There are all kinds of sayings and quotes people say to themselves for comfort during times of life’s many transitions. You know all the usual ones, ‘everything happens for a reason,’ ‘everything has led me to this point,’ yada yada yada.
At the risk of being extremely cliché, I’d like to employ a similar sentiment, but first I’d like to explore the inner workings of it as it pertains to SMU basketball.
When we are born, we begin on a path that eventually ends in our death. Our goal (or rather our parents’ goal for us) by being born was not to eventually die, but most importantly you can’t die unless you first lived. You live for all the beautiful crap that happens before you die. You just can’t experience all that beautiful crap unless you eventually die because you were born to begin with, which stinks.

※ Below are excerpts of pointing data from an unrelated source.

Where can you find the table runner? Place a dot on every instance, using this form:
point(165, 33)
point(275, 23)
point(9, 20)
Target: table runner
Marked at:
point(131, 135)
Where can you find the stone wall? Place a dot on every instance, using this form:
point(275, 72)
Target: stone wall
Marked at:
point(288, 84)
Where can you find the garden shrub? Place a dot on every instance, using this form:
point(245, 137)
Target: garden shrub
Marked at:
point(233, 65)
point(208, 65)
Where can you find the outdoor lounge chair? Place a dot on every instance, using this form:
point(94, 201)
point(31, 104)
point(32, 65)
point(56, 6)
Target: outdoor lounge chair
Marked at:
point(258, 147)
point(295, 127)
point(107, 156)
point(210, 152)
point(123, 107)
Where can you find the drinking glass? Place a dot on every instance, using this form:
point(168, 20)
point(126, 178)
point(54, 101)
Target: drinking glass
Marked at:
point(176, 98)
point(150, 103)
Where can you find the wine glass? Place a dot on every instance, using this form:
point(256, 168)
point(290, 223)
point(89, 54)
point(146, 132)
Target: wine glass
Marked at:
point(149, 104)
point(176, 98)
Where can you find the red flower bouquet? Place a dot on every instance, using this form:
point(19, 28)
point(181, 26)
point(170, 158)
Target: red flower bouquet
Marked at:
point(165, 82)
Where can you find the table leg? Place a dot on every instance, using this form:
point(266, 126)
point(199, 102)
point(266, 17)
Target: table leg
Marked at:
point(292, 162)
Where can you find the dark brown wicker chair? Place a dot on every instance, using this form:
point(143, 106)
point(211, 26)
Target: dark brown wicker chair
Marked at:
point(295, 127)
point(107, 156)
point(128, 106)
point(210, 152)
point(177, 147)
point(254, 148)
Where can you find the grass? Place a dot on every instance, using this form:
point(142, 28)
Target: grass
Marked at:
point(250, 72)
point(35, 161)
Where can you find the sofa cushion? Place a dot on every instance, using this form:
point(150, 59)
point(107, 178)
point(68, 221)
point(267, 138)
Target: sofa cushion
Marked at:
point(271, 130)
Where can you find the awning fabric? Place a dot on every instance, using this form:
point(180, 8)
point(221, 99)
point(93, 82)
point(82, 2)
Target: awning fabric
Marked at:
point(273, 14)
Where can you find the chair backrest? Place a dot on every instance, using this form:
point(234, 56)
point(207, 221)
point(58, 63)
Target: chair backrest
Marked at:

In some less ominous words, the idea is basically everything that begins also has an ending, but that we don’t begin something simply to end it.
Similarly Nic Moore didn’t come to SMU to miss a 3-pointer in his final game as a Mustang.
He came to SMU to help Larry Brown rebuild a culture and maybe win some NCAA championships. The championships didn’t happen, but that culture is as strong as ever.
He and Markus Kennedy came to SMU, gave fans three years of amazing basketball filled with all sorts of beautiful crap, but now comes the ugly and often painful part.
In words much more beautiful than I could ever hope to write, here is Friedrich Nietzsche.
“The end of a melody is not its goal: but nonetheless, had the melody not reached its end it would not have reached its goal either. A parable.”